Talking newspapers for blind and visually impaired people in Oxford & district
Oxtalk 'Sound Orb'

Oxtalk’s annual Autumn meeting welcomes guest presenters

November 28, 2010

At our annual Autumn meeting, held this year on the evening of Thursday 28th October at Barton Comunity Centre, we were delighted to introduce guest presenters from three organisations:

First of all Barry Reeves and Kay Sentance from Artwash outlined the history of their group of artists, who like to paint a picture, but not necessarily in the accepted sense, that they consider reflects the work of a group. Following visits to Oxtalk and to one of the listeners, Brenda Fenner, they had produced the first version of a visual and audio representation of the work of Oxtalk, which they then showed to the meeting. This was met with great interest and produced a request from listeners to visit Oxtalk’s facilities to see what happens there and how recordings are made and produced.

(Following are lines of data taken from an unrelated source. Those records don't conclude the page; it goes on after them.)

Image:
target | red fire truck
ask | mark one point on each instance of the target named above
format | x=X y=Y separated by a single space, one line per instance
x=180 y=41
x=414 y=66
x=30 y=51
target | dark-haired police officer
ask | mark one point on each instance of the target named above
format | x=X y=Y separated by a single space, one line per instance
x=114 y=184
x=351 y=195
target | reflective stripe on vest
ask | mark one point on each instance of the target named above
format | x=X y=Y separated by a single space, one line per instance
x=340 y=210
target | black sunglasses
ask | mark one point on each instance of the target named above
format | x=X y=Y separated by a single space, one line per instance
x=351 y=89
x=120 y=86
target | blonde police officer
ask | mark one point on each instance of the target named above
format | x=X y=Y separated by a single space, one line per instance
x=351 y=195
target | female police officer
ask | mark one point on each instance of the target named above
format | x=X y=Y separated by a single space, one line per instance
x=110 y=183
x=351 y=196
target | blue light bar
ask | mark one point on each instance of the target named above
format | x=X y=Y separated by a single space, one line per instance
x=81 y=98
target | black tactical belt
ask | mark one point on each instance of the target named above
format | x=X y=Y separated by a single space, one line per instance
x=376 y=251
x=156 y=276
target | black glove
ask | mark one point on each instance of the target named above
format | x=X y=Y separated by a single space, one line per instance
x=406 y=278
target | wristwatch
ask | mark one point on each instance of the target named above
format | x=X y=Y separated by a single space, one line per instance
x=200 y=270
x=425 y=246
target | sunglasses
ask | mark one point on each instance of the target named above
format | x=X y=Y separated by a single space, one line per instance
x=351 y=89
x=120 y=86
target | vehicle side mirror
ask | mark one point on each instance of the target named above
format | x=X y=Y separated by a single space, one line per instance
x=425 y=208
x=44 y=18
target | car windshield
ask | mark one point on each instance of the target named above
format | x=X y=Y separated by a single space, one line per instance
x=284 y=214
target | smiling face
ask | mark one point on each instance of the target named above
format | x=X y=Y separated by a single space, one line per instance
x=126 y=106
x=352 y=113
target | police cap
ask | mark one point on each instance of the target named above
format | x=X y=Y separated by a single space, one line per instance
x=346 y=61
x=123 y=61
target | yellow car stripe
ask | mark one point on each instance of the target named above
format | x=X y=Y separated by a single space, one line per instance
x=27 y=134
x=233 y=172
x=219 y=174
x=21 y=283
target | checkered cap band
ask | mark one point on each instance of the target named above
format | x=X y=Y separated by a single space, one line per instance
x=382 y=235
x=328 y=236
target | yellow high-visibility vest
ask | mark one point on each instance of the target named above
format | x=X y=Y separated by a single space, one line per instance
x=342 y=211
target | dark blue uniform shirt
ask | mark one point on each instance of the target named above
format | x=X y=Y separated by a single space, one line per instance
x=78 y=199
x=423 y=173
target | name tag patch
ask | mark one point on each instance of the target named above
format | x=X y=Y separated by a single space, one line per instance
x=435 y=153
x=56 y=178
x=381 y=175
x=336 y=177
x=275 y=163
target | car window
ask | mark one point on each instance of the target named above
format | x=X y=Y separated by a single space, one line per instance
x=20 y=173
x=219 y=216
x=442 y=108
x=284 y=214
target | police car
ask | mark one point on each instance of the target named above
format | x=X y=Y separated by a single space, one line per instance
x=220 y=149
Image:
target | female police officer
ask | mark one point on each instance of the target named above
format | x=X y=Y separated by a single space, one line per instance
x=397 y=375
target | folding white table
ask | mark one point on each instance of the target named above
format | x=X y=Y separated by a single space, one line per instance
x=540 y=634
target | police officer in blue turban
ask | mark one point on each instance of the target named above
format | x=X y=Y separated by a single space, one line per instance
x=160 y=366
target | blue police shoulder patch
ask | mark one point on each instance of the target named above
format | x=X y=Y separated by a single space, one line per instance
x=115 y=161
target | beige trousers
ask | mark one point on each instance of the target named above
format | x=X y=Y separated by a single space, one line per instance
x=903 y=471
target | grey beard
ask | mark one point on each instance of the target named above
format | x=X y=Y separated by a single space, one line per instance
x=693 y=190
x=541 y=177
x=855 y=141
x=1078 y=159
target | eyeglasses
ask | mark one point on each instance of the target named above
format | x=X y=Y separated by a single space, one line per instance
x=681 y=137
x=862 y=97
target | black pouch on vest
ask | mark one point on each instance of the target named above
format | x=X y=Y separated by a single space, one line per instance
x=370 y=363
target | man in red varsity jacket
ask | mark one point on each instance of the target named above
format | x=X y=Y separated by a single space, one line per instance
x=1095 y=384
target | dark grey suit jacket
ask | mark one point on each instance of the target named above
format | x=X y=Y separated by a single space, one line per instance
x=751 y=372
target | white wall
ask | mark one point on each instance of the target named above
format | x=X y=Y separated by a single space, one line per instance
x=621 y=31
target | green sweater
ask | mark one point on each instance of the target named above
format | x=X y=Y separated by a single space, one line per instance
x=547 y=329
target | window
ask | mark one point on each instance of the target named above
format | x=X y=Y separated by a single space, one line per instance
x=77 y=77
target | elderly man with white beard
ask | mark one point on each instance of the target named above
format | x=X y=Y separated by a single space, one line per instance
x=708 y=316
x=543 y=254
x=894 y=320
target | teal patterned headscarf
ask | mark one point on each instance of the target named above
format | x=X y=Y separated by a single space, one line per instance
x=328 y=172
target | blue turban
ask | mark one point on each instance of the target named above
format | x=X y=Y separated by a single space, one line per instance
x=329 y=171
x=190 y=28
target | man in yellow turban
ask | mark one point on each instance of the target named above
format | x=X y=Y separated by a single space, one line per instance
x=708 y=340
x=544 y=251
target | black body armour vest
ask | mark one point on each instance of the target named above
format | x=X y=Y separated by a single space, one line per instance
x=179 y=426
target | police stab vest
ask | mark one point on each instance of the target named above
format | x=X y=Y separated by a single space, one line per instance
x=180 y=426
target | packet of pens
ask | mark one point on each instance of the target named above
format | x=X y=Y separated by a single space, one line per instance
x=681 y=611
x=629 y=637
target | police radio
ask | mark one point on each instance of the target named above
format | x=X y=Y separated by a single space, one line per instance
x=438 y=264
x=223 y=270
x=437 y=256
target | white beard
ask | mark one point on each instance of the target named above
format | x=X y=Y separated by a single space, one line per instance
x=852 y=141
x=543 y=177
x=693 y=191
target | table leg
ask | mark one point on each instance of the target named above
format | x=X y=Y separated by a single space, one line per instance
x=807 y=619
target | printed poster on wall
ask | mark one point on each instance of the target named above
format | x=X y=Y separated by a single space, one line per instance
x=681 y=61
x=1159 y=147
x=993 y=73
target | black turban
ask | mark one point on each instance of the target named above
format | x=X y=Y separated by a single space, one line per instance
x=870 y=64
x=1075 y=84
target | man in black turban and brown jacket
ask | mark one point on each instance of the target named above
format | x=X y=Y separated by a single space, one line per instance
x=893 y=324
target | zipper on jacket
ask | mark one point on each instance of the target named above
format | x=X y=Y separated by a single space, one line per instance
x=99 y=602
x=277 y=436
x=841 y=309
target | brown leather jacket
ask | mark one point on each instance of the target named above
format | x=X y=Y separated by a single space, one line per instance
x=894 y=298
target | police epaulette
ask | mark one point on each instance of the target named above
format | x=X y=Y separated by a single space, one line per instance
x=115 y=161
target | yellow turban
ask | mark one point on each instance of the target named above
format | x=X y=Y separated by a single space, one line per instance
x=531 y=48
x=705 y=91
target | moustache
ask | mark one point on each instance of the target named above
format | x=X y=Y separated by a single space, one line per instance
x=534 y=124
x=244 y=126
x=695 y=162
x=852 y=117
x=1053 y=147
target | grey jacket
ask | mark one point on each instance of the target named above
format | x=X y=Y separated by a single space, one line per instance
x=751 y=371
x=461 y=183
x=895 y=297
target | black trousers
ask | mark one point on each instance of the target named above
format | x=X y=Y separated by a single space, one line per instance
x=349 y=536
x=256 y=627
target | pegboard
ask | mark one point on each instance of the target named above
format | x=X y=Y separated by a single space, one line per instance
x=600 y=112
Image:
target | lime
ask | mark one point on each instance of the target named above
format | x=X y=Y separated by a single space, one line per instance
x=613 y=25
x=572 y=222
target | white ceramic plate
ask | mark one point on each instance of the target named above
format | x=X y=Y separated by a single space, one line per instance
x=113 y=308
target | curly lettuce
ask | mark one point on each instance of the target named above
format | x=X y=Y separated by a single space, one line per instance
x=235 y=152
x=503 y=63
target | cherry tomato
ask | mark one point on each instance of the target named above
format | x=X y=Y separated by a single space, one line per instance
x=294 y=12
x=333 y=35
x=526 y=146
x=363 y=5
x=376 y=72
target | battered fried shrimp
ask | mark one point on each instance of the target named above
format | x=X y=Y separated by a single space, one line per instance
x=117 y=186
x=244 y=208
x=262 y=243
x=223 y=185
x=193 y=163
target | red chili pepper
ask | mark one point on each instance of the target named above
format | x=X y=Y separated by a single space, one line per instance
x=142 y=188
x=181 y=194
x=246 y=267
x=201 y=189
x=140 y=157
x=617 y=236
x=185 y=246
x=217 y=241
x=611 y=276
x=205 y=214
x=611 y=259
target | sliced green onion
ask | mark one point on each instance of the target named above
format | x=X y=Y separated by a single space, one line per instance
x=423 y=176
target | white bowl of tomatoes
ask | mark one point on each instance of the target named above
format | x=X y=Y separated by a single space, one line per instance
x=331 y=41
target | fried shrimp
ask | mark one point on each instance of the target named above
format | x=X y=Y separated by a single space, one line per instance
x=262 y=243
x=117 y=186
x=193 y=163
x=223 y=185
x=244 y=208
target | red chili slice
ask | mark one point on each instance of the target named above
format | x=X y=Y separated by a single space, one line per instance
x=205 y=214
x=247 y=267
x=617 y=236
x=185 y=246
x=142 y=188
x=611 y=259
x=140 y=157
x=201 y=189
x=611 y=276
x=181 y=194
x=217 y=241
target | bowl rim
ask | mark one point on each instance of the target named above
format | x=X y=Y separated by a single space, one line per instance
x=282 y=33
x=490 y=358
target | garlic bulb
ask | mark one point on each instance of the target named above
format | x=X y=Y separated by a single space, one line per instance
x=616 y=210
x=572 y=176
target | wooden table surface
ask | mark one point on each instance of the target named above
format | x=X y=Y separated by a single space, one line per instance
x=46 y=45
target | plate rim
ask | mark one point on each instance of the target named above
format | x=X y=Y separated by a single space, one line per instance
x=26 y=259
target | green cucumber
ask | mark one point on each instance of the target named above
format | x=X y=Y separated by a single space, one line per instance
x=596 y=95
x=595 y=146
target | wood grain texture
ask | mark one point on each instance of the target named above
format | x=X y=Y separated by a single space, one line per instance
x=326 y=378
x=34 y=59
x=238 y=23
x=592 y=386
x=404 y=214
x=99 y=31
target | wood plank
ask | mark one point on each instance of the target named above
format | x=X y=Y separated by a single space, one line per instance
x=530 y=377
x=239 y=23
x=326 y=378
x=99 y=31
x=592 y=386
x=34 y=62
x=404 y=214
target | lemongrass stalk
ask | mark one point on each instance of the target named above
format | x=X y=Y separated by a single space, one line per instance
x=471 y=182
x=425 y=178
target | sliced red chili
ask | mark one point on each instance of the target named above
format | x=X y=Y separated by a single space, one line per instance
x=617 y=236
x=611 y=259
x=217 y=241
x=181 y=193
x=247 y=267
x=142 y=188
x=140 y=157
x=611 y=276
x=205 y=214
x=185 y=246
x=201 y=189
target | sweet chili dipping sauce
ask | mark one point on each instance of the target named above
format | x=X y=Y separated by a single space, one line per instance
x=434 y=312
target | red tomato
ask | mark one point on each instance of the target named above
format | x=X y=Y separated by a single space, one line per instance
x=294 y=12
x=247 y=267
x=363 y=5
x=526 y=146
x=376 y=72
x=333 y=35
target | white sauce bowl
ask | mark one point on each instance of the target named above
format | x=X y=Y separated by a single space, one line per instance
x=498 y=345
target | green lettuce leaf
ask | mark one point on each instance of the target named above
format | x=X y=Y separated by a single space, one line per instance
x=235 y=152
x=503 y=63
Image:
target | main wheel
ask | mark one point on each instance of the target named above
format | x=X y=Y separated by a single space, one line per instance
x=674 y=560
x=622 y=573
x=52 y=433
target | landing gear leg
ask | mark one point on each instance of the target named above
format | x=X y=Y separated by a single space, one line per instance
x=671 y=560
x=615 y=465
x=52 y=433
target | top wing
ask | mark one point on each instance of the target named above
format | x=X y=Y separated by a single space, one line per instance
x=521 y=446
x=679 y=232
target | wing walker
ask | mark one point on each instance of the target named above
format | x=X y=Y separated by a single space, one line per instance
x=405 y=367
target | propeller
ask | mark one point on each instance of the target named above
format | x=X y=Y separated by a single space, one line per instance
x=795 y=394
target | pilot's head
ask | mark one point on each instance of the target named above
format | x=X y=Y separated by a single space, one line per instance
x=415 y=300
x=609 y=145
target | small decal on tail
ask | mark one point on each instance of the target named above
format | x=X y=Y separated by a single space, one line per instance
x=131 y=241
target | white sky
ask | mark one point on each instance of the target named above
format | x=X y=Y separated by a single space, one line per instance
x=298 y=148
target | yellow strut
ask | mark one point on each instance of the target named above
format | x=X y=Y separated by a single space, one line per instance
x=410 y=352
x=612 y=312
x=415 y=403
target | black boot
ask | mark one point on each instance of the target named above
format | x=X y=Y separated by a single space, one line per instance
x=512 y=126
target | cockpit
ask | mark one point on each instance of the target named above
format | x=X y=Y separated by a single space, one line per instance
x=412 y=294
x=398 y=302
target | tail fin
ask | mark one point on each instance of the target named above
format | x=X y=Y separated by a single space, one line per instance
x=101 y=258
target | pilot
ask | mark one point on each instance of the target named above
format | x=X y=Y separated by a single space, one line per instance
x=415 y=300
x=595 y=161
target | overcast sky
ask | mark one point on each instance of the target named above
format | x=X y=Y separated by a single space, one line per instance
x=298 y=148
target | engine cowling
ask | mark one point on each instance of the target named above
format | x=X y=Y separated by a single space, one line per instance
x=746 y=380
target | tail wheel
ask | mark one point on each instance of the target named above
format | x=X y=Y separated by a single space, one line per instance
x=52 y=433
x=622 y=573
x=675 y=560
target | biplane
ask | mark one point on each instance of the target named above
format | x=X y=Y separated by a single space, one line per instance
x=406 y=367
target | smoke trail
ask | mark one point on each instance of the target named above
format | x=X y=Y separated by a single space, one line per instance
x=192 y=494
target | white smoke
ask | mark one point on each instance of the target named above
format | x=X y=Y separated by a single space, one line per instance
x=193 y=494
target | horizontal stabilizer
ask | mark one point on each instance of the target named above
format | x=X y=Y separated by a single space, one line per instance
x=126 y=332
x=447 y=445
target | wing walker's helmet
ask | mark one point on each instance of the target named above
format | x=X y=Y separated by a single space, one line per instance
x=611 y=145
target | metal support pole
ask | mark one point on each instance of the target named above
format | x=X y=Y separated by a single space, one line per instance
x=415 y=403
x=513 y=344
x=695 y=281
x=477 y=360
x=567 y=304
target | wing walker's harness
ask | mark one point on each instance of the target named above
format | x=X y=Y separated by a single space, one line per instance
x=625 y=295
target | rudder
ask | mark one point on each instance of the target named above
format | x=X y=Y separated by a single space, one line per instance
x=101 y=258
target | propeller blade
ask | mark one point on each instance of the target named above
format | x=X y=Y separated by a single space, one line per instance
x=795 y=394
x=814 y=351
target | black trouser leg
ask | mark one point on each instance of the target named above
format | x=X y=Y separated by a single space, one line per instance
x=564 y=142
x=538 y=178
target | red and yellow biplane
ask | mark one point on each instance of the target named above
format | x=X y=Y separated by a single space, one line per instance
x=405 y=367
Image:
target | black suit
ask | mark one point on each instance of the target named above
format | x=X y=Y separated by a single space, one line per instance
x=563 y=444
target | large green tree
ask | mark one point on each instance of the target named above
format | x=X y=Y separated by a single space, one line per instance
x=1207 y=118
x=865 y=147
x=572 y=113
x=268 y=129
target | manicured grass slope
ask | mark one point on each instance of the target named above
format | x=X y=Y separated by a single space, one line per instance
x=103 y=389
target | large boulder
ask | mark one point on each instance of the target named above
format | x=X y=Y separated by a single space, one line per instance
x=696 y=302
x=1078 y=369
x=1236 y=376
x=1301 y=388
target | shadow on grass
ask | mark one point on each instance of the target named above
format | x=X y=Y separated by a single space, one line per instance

Then Ms Hilary Wheelton, Senior Librarian, Communities & Learning Team, gave a presentation entitled, “What next for libraries?”. Hilary reported on a review she had recently undertaken of library services to the visually impaired, part of which had been a consultation with visually impaired people on how they access information and their leisure reading, and their preferred ways of doing it. A copy of the result of the review is attached to the Minute Book.

In response to a question from Neil Stockton about sighted people using the library’s audio service free of charge, Mike Lewington, who is Chair of the UK Copyright Authority, said that this was the single biggest issue for discussion. The Publishers Association had raised it but there was a long way to go.

Brenda Fenner, a listener, mentioned that she did not like textbooks with synthetic speech but that if it became necessary to do so she would learn how to download them. She mentioned that the RNIB’s Daisy player was a very good machine and that if the reader was too slow it was possible to increase the speed without affecting the voice in any way.

Hilary mentioned that there was presently no charge for the library service but that this situation would be subject to further review.

Lastly, Mr Mike Lewington, Director of Calibre Audio Library, gave a most interesting presentation entitled “Calibre Audiio Library – how we deliver the freedom to read”. Calibre’s mission is to improve the quality of life for people with sight problems or other disabilities who cannot read print by bringing them the pleasure of reading through a free, nationwide postal service of audio books.

Although many people were still using cassettes these would soon cease to be available. Calibre went over to CDs 3-4 years ago, and the industry generally was centred on MP3 technology. USB memory sticks provided one long-term sustainable format and one type of memory stick had been accepted worldwide about two years ago. Streaming through the internet was a viable long-term option and should be available within a year. However, this was not appropriate for everyone and alternative options would always be sought.

Effective from 1 May 2010 there had been a new Copyright Licensing Agency Print Disability Licence which recognises visual impairment as a print disability. Calibre had a licence for all BBC audiobooks but this excluded downloads

Mike mentioned that Guide Dogs for the Blind were investigating a national training standard for volunteers, one aspect of which would be to train volunteers to take a visually impaired person to the library.